Reducing Building Carbon Emissions Starts in the Planning and Design Stage
According to Architecture 2030, embodied carbon is responsible for 11% of annual global GHG emissions and 28% of building sector emissions. Additionally, building operations account for 28% of global GHG emissions and 72% of building sector emissions. This is significant, and a major inhibitor of international efforts to de-carbonize in the coming decades.
As operational energy efficiency increases, the impact of embodied carbon emissions in buildings will become increasingly significant. The world cannot meet climate goals without also eliminating embodied and operational carbon emissions.
Integrated Thermal Energy Storage naturally reduces embodied and operational carbon.
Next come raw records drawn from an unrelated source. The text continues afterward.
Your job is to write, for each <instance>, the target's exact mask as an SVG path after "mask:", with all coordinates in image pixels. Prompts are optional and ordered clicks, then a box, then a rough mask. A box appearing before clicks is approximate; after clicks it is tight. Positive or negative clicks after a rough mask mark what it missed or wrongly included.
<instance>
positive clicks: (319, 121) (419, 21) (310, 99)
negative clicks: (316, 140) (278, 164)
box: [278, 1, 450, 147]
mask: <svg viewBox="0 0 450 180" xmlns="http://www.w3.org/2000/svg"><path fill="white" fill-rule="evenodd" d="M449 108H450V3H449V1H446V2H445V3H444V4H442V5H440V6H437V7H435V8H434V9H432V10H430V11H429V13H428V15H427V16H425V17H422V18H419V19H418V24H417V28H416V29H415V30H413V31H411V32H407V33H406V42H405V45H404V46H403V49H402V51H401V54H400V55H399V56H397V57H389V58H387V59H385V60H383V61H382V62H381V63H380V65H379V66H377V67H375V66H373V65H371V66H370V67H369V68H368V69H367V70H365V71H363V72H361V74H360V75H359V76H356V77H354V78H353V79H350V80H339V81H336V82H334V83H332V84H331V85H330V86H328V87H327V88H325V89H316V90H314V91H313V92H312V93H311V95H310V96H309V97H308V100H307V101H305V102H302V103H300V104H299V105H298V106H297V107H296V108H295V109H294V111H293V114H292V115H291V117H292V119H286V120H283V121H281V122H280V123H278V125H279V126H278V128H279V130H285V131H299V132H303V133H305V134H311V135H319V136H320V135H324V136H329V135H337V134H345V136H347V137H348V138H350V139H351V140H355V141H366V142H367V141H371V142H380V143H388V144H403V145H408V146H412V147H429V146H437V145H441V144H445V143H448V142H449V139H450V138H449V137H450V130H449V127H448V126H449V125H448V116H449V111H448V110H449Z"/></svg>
Integrated Thermal Storage significantly reduces both embedded and operational carbon as a natural course of implementation for number of reasons.
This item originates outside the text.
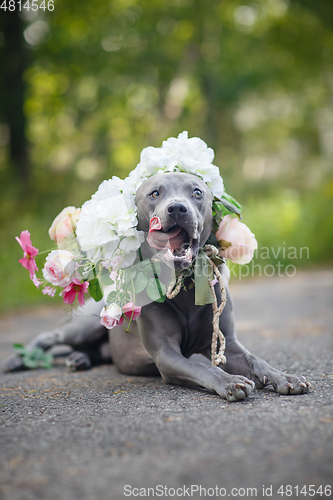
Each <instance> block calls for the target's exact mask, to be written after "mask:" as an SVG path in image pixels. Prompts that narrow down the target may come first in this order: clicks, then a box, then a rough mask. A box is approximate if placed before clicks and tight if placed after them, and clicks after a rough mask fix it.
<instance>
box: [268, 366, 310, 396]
mask: <svg viewBox="0 0 333 500" xmlns="http://www.w3.org/2000/svg"><path fill="white" fill-rule="evenodd" d="M262 382H263V385H264V387H266V386H272V387H273V389H274V391H275V392H278V393H279V394H305V393H307V392H309V390H310V389H311V384H310V382H309V381H308V380H306V378H305V377H302V376H297V375H290V374H288V373H283V372H279V371H277V373H272V374H269V375H268V376H266V375H265V376H264V377H263V379H262Z"/></svg>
First, of all is that Integrated Thermal Storage is extremely efficient as a baseline. Reducing energy consumption of carbon-based fuels reduces operational carbon. The more efficient the building, the less operational carbon gets released into the environment.
Second, also discussed previously, integrated ventilation reduces embedded carbon in the building through the simplification of the mechanical system. Simplification is achieved through reduction in size, or the elimination altogether, of pieces of mechanical equipment that are not needed anymore.
Elimination of equipment not only reduces the operational carbon that those pieces of equipment use, but it also eliminates the embedded carbon footprint of those pieces of equipment.